Jesús Pérez, commercial director of Spanish grower Verdimed, said production volumes had fallen to about 30 per cent of normal levels after the autumn planting grew too fast because of unusually warm weather, then the winter planting was slow to grow.
“We think next week will be normal, but I don’t know how long it will take until the UK market will get product because of packing, transport to depots, delivery to shops,” he said.
The UK is also especially dependent on Morocco, which has placed limits on tomato exports following price spikes. Mehdi Benchekroun, of Moroccan fruit and vegetable exporter DMB & Co, said: “Because European supplies from Spain and Portugal have fallen because of the cold weather, all the buyers have come to Morocco. This situation started at the start of the year and domestic prices have risen to records.”
Pekka Pesonen, secretary-general of Copa-Cogeca, the EU farmers’ union, said extra post-Brexit paperwork was also a factor, even though full sanitary and phytosanitary checks on imports have not yet been implemented.

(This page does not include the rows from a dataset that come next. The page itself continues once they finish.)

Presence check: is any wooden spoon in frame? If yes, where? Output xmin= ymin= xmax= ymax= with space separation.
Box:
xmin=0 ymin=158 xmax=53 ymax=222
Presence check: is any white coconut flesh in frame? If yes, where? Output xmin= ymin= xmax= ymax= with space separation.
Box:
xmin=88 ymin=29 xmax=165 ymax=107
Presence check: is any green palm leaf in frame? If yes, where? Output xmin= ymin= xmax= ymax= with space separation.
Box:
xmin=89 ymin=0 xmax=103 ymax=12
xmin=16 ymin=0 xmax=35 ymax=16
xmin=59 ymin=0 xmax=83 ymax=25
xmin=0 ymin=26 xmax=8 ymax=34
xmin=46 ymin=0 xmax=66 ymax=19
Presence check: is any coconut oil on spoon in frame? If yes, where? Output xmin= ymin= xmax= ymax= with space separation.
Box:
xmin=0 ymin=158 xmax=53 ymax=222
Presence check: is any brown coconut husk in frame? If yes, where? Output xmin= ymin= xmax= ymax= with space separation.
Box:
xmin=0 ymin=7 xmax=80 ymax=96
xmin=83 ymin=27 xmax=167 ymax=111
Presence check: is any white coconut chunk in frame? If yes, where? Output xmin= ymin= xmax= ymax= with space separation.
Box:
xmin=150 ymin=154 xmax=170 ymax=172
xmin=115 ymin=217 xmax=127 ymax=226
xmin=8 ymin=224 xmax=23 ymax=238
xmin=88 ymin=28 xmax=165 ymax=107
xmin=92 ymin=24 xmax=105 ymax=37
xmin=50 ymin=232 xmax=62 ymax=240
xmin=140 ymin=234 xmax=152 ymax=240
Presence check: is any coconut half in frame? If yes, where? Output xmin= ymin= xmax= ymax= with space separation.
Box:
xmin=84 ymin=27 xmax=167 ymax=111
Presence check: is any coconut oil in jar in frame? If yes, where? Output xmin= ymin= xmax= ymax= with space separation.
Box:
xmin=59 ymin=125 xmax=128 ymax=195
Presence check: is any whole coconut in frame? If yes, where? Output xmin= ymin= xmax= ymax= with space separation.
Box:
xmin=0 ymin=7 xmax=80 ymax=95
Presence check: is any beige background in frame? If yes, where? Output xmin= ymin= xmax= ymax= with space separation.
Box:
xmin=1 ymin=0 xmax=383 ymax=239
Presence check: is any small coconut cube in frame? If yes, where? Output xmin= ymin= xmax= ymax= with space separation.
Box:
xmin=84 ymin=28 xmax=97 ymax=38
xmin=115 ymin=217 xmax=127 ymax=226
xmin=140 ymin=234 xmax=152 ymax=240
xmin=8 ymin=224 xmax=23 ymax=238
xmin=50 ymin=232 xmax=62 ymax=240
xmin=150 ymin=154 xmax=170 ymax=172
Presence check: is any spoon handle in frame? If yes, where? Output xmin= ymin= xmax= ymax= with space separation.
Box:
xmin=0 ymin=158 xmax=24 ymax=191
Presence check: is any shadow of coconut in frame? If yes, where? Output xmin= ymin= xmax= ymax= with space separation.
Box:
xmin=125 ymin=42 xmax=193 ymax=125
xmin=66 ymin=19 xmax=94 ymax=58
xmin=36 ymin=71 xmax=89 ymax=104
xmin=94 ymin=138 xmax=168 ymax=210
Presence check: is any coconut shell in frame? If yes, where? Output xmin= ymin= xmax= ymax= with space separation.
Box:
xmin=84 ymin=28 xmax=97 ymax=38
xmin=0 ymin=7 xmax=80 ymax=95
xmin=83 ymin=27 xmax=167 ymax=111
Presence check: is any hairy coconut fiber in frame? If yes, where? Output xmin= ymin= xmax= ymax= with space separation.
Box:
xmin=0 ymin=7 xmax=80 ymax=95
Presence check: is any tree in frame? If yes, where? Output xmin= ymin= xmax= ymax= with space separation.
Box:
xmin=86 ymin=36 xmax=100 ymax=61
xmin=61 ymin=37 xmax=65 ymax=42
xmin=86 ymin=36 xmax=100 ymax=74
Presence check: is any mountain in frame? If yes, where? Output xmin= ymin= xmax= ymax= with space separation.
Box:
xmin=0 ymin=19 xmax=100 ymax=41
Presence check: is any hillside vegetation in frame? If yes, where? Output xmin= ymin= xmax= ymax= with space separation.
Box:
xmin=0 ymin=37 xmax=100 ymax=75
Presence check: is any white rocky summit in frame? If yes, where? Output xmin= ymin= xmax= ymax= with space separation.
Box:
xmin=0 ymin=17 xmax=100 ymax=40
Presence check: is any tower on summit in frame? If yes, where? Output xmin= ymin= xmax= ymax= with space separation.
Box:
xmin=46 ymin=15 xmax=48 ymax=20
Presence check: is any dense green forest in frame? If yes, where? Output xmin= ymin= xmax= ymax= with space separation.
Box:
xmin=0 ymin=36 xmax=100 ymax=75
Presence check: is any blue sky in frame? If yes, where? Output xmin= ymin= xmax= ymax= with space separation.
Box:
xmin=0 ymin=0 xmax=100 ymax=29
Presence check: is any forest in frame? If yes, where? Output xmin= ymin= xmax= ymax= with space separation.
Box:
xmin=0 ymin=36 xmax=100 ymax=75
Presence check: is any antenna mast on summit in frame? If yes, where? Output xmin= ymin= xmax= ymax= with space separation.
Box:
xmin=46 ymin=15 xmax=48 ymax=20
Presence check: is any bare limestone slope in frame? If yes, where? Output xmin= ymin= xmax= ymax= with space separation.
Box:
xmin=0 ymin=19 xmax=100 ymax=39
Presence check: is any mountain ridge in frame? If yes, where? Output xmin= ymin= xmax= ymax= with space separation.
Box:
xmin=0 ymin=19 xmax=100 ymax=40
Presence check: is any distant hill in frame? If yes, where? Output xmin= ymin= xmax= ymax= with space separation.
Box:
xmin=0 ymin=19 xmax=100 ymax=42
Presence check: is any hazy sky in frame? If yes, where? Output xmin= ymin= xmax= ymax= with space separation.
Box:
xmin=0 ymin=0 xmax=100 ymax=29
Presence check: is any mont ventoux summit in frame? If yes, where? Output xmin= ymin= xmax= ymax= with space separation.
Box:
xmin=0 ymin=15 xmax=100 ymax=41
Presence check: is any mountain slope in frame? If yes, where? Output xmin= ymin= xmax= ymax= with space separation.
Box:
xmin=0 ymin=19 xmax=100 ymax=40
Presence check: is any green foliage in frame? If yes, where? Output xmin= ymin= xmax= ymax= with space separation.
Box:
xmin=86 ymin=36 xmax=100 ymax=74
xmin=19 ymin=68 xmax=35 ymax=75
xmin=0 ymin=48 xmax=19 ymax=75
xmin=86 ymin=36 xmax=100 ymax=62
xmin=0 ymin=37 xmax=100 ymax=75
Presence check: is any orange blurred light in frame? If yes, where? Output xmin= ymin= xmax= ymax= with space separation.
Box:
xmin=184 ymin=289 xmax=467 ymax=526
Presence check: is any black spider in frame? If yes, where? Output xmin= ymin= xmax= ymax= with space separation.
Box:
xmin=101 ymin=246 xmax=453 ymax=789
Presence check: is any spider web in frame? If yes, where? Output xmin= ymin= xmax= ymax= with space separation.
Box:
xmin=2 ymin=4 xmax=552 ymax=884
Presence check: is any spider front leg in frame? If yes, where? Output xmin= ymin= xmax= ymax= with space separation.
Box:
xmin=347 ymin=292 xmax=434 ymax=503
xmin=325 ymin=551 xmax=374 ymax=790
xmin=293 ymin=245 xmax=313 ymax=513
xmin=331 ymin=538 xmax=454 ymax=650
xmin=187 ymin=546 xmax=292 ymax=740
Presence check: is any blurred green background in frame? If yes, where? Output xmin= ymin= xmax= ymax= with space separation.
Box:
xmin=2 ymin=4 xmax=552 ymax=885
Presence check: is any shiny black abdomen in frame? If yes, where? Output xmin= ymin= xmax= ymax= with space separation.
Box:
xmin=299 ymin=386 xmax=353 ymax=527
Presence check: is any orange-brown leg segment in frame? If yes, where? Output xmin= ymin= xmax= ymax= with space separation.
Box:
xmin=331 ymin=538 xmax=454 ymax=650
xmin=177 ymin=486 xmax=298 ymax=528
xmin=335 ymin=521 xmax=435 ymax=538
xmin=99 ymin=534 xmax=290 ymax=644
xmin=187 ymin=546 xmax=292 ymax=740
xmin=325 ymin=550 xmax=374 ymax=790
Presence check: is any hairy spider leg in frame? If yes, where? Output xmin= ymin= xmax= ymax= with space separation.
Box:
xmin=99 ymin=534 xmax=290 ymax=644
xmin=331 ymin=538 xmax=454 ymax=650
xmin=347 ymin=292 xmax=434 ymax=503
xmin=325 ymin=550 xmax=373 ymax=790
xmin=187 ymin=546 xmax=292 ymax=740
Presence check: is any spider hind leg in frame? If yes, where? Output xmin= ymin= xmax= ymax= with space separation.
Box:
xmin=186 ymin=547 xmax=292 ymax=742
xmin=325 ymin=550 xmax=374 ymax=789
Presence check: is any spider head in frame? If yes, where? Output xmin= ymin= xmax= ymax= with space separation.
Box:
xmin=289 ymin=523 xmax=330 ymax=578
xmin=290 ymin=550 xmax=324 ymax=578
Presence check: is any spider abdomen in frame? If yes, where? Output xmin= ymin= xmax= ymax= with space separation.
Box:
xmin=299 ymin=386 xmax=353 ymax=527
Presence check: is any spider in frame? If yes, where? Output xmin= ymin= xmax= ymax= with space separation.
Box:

“There is high demand for certain Spanish produce and if Spanish companies are approached, would they opt to sell to the British, or to EU countries which are easier to export to, where they don’t have all the paperwork?” he said.
“It’s more of a hassle exporting from Spain to the UK instead of to Germany. If you pay enough there will always be sources, but I don’t know whether UK retailers are willing to pay extremely high prices.”